Remove path from find command output

Question

I have a bash script for deploying code from a beta environment to a production environment but currently I have to add the list of files to a txt file manaully and sometime I miss some. Basically my deployment script cat/loops copying the files over. (exports/imports db as well but that's not relevant..lol)

Anyway, I'd like to use the find command to generate a list of files modified in the last 14 days. The problem is I need to strip the path out ./ in order for the deployment script to work.

Here's an example of the find command usage:

find . -type f -mtime -14 > deploy.txt

Here's the line that cats deploy.txt in my deployment script:

for i in `cat deploy.txt`; do cp -i /home/user/beta/public_html/$i /home/user/public_html/$i; done

Any idea how to accomplish this using bash scripting?

Thanks!

Answer 1

You can use the -printf command line option with %f to print just the filename without any directory information

find . -type f -mtime -14 -printf '%f\n' > deploy.txt

or you can use sed to just remove the ./

find . -type f -mtime -14 | sed 's|^./||' >deploy.txt

Answer 2

The ./ should be harmless. Most programs will treat /foo/bar and /foo/./bar as equivalent. I realize it doesn't look very nice, but based on what you've posted, I see no reason why it would cause your script to fail.

If you really want to strip it off, sed is probably the cleanest way:

find . -type d -mtime 14 | sed -e 's,^\./,,' > deploy.txt

If you're on a system with GNU find (e.g. most Linux systems), you can do it in one shot with find -printf:

find . -type d -mtime 14 -printf "%P\n" > deploy.txt

The %P returns the complete path of each file found, minus the path specified on the command line, up to and including the first slash. This will preserve any subdirectories in your directory structure.

Answer 3

Why do you need to strip off the ./? It is a valid to have in a path. So

cp -i dir1/./somefile dir2/./somefile

is just ok!

But if You would like to strip off the directory name in find You can use the %P arg to -printf.

man find(1) says:

         %P     File's name with the name of the  command  line  argument
                 under which it was found removed.

An example

$ find other -maxdepth 1
other
other/CVS
other/bin
other/lib
other/doc
other/gdbinit
$ find other -maxdepth 1 -printf "%P\n"

CVS
bin
lib
doc
gdbinit

Mind the first empty line!

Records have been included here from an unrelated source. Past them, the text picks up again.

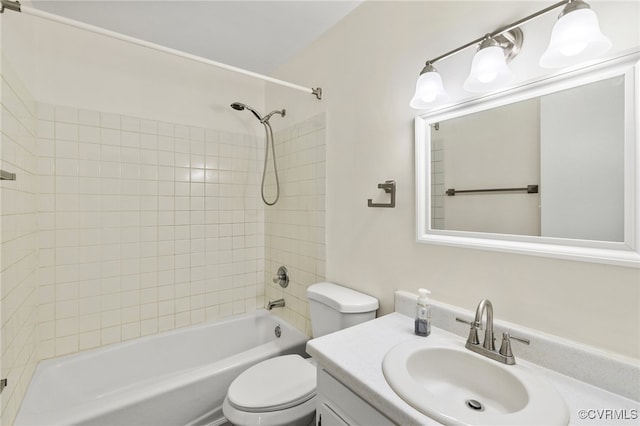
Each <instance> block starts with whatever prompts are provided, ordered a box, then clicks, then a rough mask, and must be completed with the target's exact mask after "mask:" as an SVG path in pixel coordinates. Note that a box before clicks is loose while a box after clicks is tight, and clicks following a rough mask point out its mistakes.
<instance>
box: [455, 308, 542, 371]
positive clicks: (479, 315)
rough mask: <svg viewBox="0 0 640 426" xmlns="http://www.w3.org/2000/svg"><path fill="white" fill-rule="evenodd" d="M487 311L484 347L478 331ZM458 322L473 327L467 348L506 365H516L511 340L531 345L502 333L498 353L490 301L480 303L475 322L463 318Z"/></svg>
mask: <svg viewBox="0 0 640 426" xmlns="http://www.w3.org/2000/svg"><path fill="white" fill-rule="evenodd" d="M485 311H486V313H487V319H486V321H485V328H484V341H483V342H482V345H480V339H479V338H478V330H482V316H483V314H484V313H485ZM456 321H460V322H464V323H466V324H469V325H471V328H470V329H469V337H468V338H467V343H466V344H465V345H464V347H465V348H467V349H469V350H470V351H472V352H475V353H478V354H480V355H484V356H486V357H488V358H491V359H493V360H495V361H499V362H502V363H504V364H508V365H513V364H515V363H516V359H515V357H514V356H513V352H511V339H514V340H517V341H519V342H522V343H524V344H527V345H528V344H529V343H530V342H529V339H524V338H521V337H516V336H512V335H510V334H509V333H507V332H504V333H502V344H501V345H500V350H499V351H496V345H495V337H494V336H493V305H492V304H491V301H490V300H489V299H482V300H481V301H480V303H478V307H477V308H476V317H475V319H474V320H473V321H471V322H470V321H466V320H464V319H461V318H456Z"/></svg>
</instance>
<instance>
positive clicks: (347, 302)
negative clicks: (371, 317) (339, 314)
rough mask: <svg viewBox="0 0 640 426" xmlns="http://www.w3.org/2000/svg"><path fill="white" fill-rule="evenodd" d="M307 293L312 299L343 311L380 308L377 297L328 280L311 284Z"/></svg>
mask: <svg viewBox="0 0 640 426" xmlns="http://www.w3.org/2000/svg"><path fill="white" fill-rule="evenodd" d="M307 295H308V296H309V299H310V300H315V301H317V302H320V303H323V304H325V305H327V306H329V307H330V308H333V309H335V310H337V311H338V312H342V313H356V312H371V311H375V310H376V309H378V299H376V298H375V297H372V296H369V295H368V294H364V293H360V292H359V291H355V290H351V289H350V288H347V287H342V286H340V285H337V284H333V283H328V282H324V283H317V284H313V285H311V286H309V288H308V289H307Z"/></svg>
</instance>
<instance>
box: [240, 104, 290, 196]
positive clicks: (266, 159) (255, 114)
mask: <svg viewBox="0 0 640 426" xmlns="http://www.w3.org/2000/svg"><path fill="white" fill-rule="evenodd" d="M231 108H233V109H235V110H236V111H243V110H245V109H247V110H249V111H251V113H252V114H253V115H254V116H255V117H256V118H257V119H258V121H260V123H261V124H262V125H263V126H264V131H265V133H266V137H267V140H266V144H265V152H264V167H263V169H262V188H261V193H260V195H261V196H262V201H264V203H265V204H266V205H268V206H273V205H274V204H275V203H277V202H278V198H280V181H279V180H278V166H277V164H276V151H275V144H274V142H273V129H272V128H271V124H269V120H270V119H271V117H272V116H273V115H274V114H279V115H280V116H281V117H284V116H285V114H286V113H287V111H286V110H285V109H281V110H274V111H271V112H270V113H269V114H267V115H266V116H264V117H262V116H261V115H260V114H259V113H258V112H257V111H256V110H255V109H253V108H251V107H250V106H249V105H246V104H243V103H240V102H234V103H232V104H231ZM269 144H271V154H272V156H273V172H274V174H275V178H276V198H275V199H274V200H273V202H269V201H267V199H266V197H265V196H264V186H265V185H264V180H265V175H266V173H267V159H268V157H269Z"/></svg>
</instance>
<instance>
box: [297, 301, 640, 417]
mask: <svg viewBox="0 0 640 426" xmlns="http://www.w3.org/2000/svg"><path fill="white" fill-rule="evenodd" d="M399 293H403V292H399ZM402 297H405V298H406V299H408V300H407V301H406V303H405V304H404V305H405V306H407V307H408V306H411V300H410V299H411V296H410V294H408V293H405V294H404V295H400V296H399V295H398V294H397V295H396V311H398V310H400V311H403V309H402V306H400V309H398V306H399V304H398V299H399V298H400V299H401V298H402ZM414 300H415V299H414ZM414 303H415V302H414ZM400 305H402V303H400ZM434 308H435V309H434V315H433V318H434V321H433V329H432V330H433V331H432V333H431V335H430V336H428V337H426V338H425V337H419V336H416V335H415V334H414V333H413V318H411V317H409V316H407V315H404V314H403V313H400V312H394V313H392V314H389V315H385V316H383V317H380V318H377V319H375V320H373V321H369V322H366V323H364V324H360V325H358V326H355V327H351V328H348V329H346V330H342V331H340V332H337V333H334V334H330V335H327V336H323V337H321V338H318V339H313V340H311V341H309V342H308V343H307V352H308V353H309V354H310V355H311V356H312V357H314V359H315V360H316V361H317V365H318V388H317V414H316V424H318V425H320V424H322V425H324V426H327V425H390V424H400V425H437V424H443V423H444V424H447V423H454V422H460V420H459V419H456V418H450V419H449V420H447V419H446V417H445V418H443V417H440V418H439V420H440V421H438V420H435V419H434V418H432V417H429V416H427V415H425V414H424V410H423V411H421V410H419V409H416V408H414V406H413V405H416V404H413V405H412V404H410V403H408V402H406V401H405V399H403V398H402V397H400V396H399V395H398V393H396V391H394V389H393V388H392V387H391V386H390V384H389V382H388V380H387V378H385V372H383V362H384V359H385V357H386V356H387V355H388V354H389V352H390V351H391V350H392V348H395V347H398V345H412V343H411V342H412V341H413V342H415V345H418V346H423V347H425V348H429V347H433V348H438V347H443V346H447V345H450V346H451V345H452V346H451V348H452V349H451V350H452V351H457V350H460V351H465V350H466V349H465V348H464V344H465V337H462V336H463V335H464V333H465V330H468V326H466V325H464V324H459V323H458V324H456V321H455V317H456V316H463V317H466V318H469V317H472V313H471V312H470V311H463V310H459V309H457V308H453V307H450V308H451V309H449V307H448V306H447V305H443V304H435V305H434ZM405 313H406V312H405ZM497 314H498V317H499V311H498V312H497ZM443 324H444V325H443ZM444 328H448V329H450V331H447V330H445V329H444ZM507 329H508V330H510V331H513V333H514V334H517V335H524V336H526V337H527V338H529V340H531V345H530V346H528V347H525V346H520V345H518V346H516V345H517V343H514V347H513V352H514V354H515V357H516V365H513V366H510V365H505V366H504V368H505V369H510V368H515V369H520V370H522V371H526V372H527V374H530V375H531V376H532V377H535V378H536V379H535V380H539V381H540V382H541V383H545V385H549V386H551V387H552V388H553V391H554V392H552V393H554V395H557V396H558V397H559V398H560V399H561V400H562V402H563V405H564V407H565V410H566V417H565V418H564V420H562V422H561V423H560V424H566V422H567V421H568V424H571V425H579V424H585V425H586V424H591V425H595V424H598V425H603V424H615V425H625V424H633V425H637V424H638V421H639V420H638V419H639V417H638V416H639V415H640V402H639V401H638V400H639V399H640V396H639V395H638V392H640V390H639V389H638V383H640V381H639V378H640V375H639V370H640V368H639V367H638V365H637V362H634V360H628V359H625V358H619V359H617V358H616V359H613V358H611V357H607V356H606V355H605V354H602V353H600V352H598V351H596V350H592V351H591V352H590V351H589V350H590V349H591V348H588V347H585V346H581V345H578V344H574V343H572V342H567V341H564V340H562V339H556V341H554V338H553V336H549V335H544V334H542V333H537V332H535V331H532V330H530V329H524V328H518V327H517V326H513V327H512V325H511V324H506V323H501V322H499V321H496V330H500V331H502V330H507ZM451 331H453V333H452V332H451ZM498 343H499V342H498ZM456 346H457V347H456ZM525 348H526V349H525ZM467 352H469V353H471V352H470V351H468V350H467ZM462 353H464V352H462ZM525 355H526V356H527V357H528V358H529V359H525ZM474 356H475V354H474ZM532 360H533V362H532ZM487 362H490V363H496V361H493V360H489V359H487ZM562 365H567V367H566V368H565V367H562ZM570 365H572V366H573V367H569V366H570ZM500 368H503V367H502V366H501V367H500ZM554 369H555V371H554ZM507 371H509V370H507ZM512 371H515V370H512ZM508 375H509V374H508ZM452 377H453V376H452ZM576 377H578V378H576ZM500 380H501V379H499V378H498V377H496V378H495V382H494V381H493V380H491V378H490V379H489V382H488V383H487V386H492V385H494V384H499V383H500ZM585 380H586V381H585ZM492 382H493V383H492ZM555 391H557V393H555ZM446 392H449V391H447V390H442V391H441V392H440V395H442V394H445V393H446ZM505 398H508V396H506V394H505ZM444 399H449V398H444ZM444 399H443V400H444ZM461 409H462V408H461ZM464 409H472V408H467V407H464ZM487 411H489V410H487ZM505 411H506V412H505V414H504V415H505V417H504V419H503V420H504V423H505V424H509V422H510V421H511V423H512V424H513V421H512V420H513V419H514V418H509V416H510V415H511V414H512V413H509V412H508V411H509V409H507V410H505ZM511 411H513V412H515V411H522V410H520V409H515V410H511ZM544 411H545V410H539V409H537V410H535V411H534V413H535V414H536V415H545V413H544ZM461 414H464V413H462V412H461ZM498 415H500V413H498ZM435 417H437V416H435ZM498 418H499V417H498ZM556 420H557V418H556ZM540 421H541V420H540V418H539V417H538V418H530V419H529V421H528V420H527V419H526V418H525V419H523V418H522V417H520V418H519V419H518V421H517V422H518V424H527V423H529V424H539V423H540ZM479 422H480V423H481V422H482V421H481V420H480V421H479ZM460 423H463V424H464V421H462V422H460Z"/></svg>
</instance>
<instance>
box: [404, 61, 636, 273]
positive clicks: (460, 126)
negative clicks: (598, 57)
mask: <svg viewBox="0 0 640 426" xmlns="http://www.w3.org/2000/svg"><path fill="white" fill-rule="evenodd" d="M639 57H640V54H638V53H635V54H631V55H627V56H625V57H622V58H618V59H616V60H610V61H607V62H605V63H602V64H599V65H595V66H592V67H590V68H587V69H583V70H579V71H574V72H573V73H566V74H563V75H558V76H555V77H552V78H548V79H545V80H544V81H540V82H536V83H532V84H528V85H526V86H523V87H520V88H516V89H512V90H509V91H508V92H505V93H502V94H499V95H494V96H487V97H485V98H482V99H479V100H476V101H472V102H465V103H464V104H462V105H458V106H454V107H450V108H447V109H444V110H440V111H436V112H433V113H428V114H424V115H421V116H419V117H417V118H416V179H417V180H416V186H417V196H418V199H417V207H418V212H417V215H418V216H417V218H418V220H417V226H418V241H419V242H424V243H435V244H447V245H456V246H463V247H474V248H482V249H488V250H500V251H512V252H516V253H527V254H533V255H540V256H550V257H558V258H568V259H575V260H583V261H595V262H602V263H612V264H620V265H627V266H635V267H638V266H640V252H639V250H638V240H639V238H638V237H639V236H638V228H639V226H640V225H639V224H638V202H639V200H640V197H639V196H638V193H637V192H638V183H637V175H636V173H638V163H639V161H638V140H637V133H636V125H637V122H636V121H637V114H636V111H637V102H638V93H637V92H638V91H637V89H635V88H636V87H637V74H638V66H637V62H638V59H639Z"/></svg>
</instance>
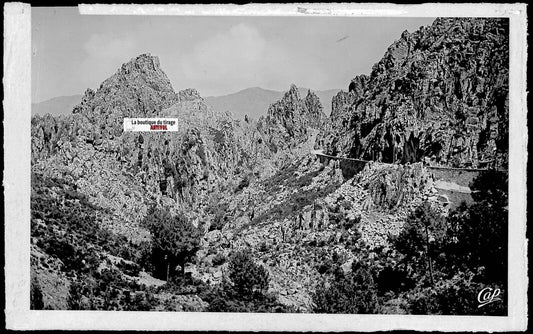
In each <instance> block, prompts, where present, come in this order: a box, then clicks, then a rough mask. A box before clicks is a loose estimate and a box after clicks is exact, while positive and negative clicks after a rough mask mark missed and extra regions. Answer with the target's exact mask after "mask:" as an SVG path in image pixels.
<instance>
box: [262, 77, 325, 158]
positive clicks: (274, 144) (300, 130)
mask: <svg viewBox="0 0 533 334" xmlns="http://www.w3.org/2000/svg"><path fill="white" fill-rule="evenodd" d="M325 119H326V115H324V113H323V111H322V104H321V103H320V100H319V99H318V97H317V96H316V95H315V94H314V93H312V92H311V91H308V93H307V95H306V97H305V98H304V99H301V98H300V94H299V92H298V88H297V87H296V86H295V85H291V87H290V89H289V91H288V92H286V93H285V94H284V95H283V98H282V99H281V100H279V101H277V102H275V103H273V104H272V105H270V107H269V108H268V113H267V116H266V117H261V118H260V119H259V122H258V125H257V127H258V129H259V131H260V132H261V133H262V134H264V135H265V136H266V138H267V145H268V146H269V147H270V149H271V150H272V151H274V152H277V151H280V150H284V149H290V148H292V147H295V146H297V145H298V144H300V143H303V142H305V141H306V140H307V139H308V138H309V136H310V134H311V131H310V129H311V128H313V129H316V130H319V129H321V127H322V125H323V123H324V120H325Z"/></svg>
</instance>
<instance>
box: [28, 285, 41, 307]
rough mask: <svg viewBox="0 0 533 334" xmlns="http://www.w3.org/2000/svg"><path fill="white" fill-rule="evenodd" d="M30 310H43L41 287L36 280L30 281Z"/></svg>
mask: <svg viewBox="0 0 533 334" xmlns="http://www.w3.org/2000/svg"><path fill="white" fill-rule="evenodd" d="M30 309H31V310H42V309H44V302H43V293H42V290H41V285H40V284H39V282H38V281H37V280H36V279H32V280H31V290H30Z"/></svg>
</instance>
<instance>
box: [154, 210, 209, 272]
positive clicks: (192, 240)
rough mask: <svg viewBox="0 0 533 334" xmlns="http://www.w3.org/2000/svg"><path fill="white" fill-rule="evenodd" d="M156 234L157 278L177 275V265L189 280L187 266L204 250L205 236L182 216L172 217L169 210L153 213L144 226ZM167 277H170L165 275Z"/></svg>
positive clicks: (199, 230)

If You want to avoid it use -mindepth 1

$ find other -mindepth 1 -maxdepth 1 -printf "%P\n"
CVS
bin
lib
doc
gdbinit

Answer 4

"find -printf" solution won't work on FreeBSD because find don't have such an option. In this case AWK can help. It returns a last name ($NF), so it can work on any depth.

find /usr/local/etc/rc.d -type f | awk -F/ '{print $NF}'

PS: taken from D.Tansley "Linux and Unix shell programming" book

Answer 5

Well you have a few options. You could use the -printf option in find to only print out the filename, or you could use a tool like sed to simply strip out the ./.

# simply print out the filename, will break if you have sub-directories.
find . -mtime -14 -printf '%f\n'

# strip a leading ./
find .  -mtime -14 | sed -e 's/^\.\///'

Answer 6

A quick solution, if I understand correctly the question, is using cut on the output of the find command:

$> find . -type f -mtime -14 | cut -b 3- > deploy.txt

This will strip the first to characters from each line of the result (in your case ./). Probably not the best solution, but works in your scenario.

Answer 7

sed is perfect for this sort of thing.

$ find . -type f -mtime -14 find . | sed 's/^\.\///' > deploy.txt

Answer 8

I don't know what kind of filenames we're talking about, but anything with spaces or newlines puts most of the solutions here at risk.

My suggestion would be to use shell's parameter expansion to strip of the characters from each filename:

find . -mtime -14 -exec sh -c 'printf "${0#./}\n"' {} \; >deploy.txt

If you really really like pipes, you could use a "safe" delimiter, like a null, with xargs to receive each filename:

find . -mtime -14 -print0 | xargs -0 -n 1 sh -c 'printf "${0#./}\n"' >deploy.txt

Remember that the output of this is NOT null-delimited, so while it may be sufficient for an eyeball check, none of these solutions produce a deploy.txt file that is safe to use for automation, unless you're very confident about your source filenames.